My parents had gotten into the habit of going to Cracker Barrel, or the Mexican place next door to it, every Thursday night. I went along because it beat staying at home. One night, after dinner, my father had just turned onto Harding Place, and there was Chris, walking in the opposite direction along the road over I-65. In the dark his head appeared to be floating. Traffic was heavy, and the closest place to stop would have been the gas station at the other end of the overpass. By the time we stopped it would be too far to call to him. I wasn’t even sure where he was going. To Franklin Pike, maybe. Is that where he lived? Did he have friends there? Or maybe he was taking a long walk to school, late at night. I didn’t say anything to my parents. I don’t know if they even saw him. But I imagined convincing them to turn back, to offer him a ride. They might have been put off by his clothing, and his earring, but I thought they’d be happy to help him out any way they could, especially my mother.

Once, when I was five and we’d taken a trip to the downtown public library my mother had started talking to a homeless couple, and spent two hours talking to library staff, then calling city officials, trying to get them some help. But I was also afraid of how Chris would see me. If he needed help it shouldn’t have mattered, but I wondered what he would think of me, smelling of chicken and dumplings, in my parents’ warm plush car. I wondered if we’d end up taking him home, and what he’d think of that, what he’d think of my room.

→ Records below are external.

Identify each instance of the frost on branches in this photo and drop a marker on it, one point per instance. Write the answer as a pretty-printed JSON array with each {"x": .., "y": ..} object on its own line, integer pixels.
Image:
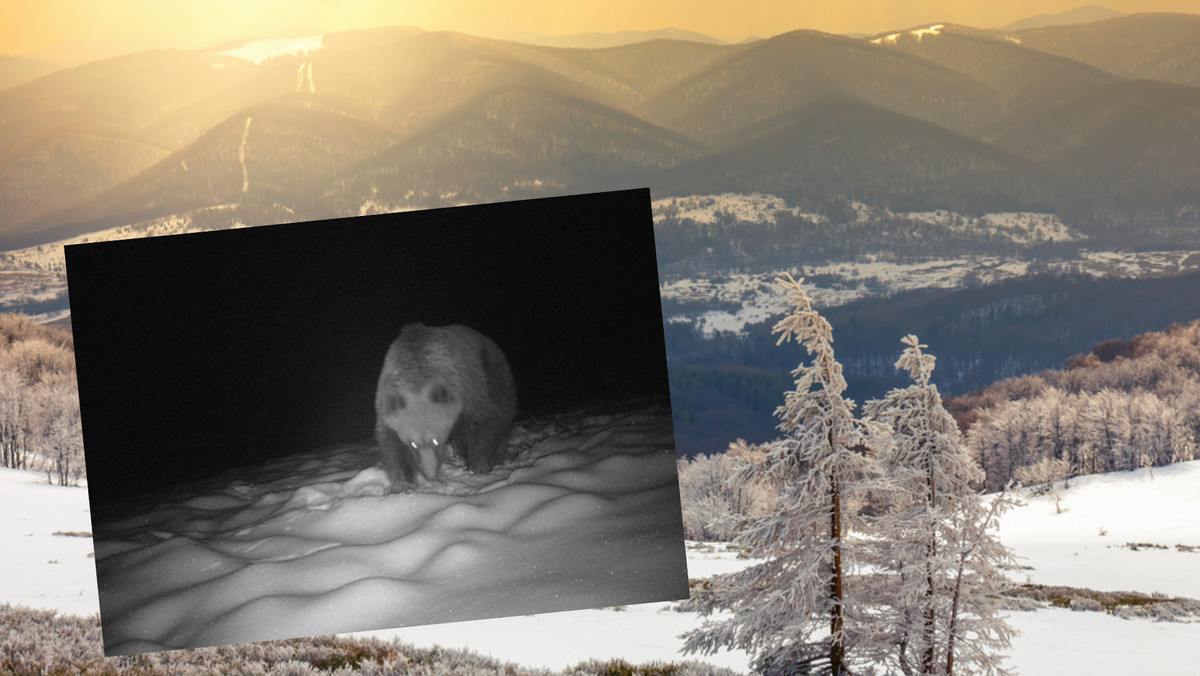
[
  {"x": 939, "y": 564},
  {"x": 881, "y": 557},
  {"x": 797, "y": 611}
]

For most of my life my room had been the epitome of Seventies tastefulness: avocado walls and green and yellow shag carpeting. This was ameliorated by a nautical theme. I had lamps shaped like sea captains at a ship’s wheel, and my grandparents had brought back a poster of a 19th century fishing village from a trip to Hawaii that hung over my bed. Then, when I was sixteen, my mother had the carpet replaced with a deep pile beige, and she took the opportunity to redecorate my room. I wanted my room to look like my friend Alan’s, who’d painted his walls gray and hung a Pink Floyd: The Wall poster over his bed, even though I was still having night terrors and Bob Geldof’s melting face was the worst thing I could wake up to. Instead my mother painted the walls powder blue and put up a cheery border of hot air balloons. The ancient fishing village was replaced with a poster of more hot air balloons. I like hot air balloons, and would love to someday go up in one, to have nothing between me and the world far below. But the new décor made me feel like I was six rather than sixteen. Chris had never criticized me, had never made me feel beneath him, but I envied the freedom of his life. And I was afraid to see my life through his eyes. But it didn’t matter. I would never see Chris again.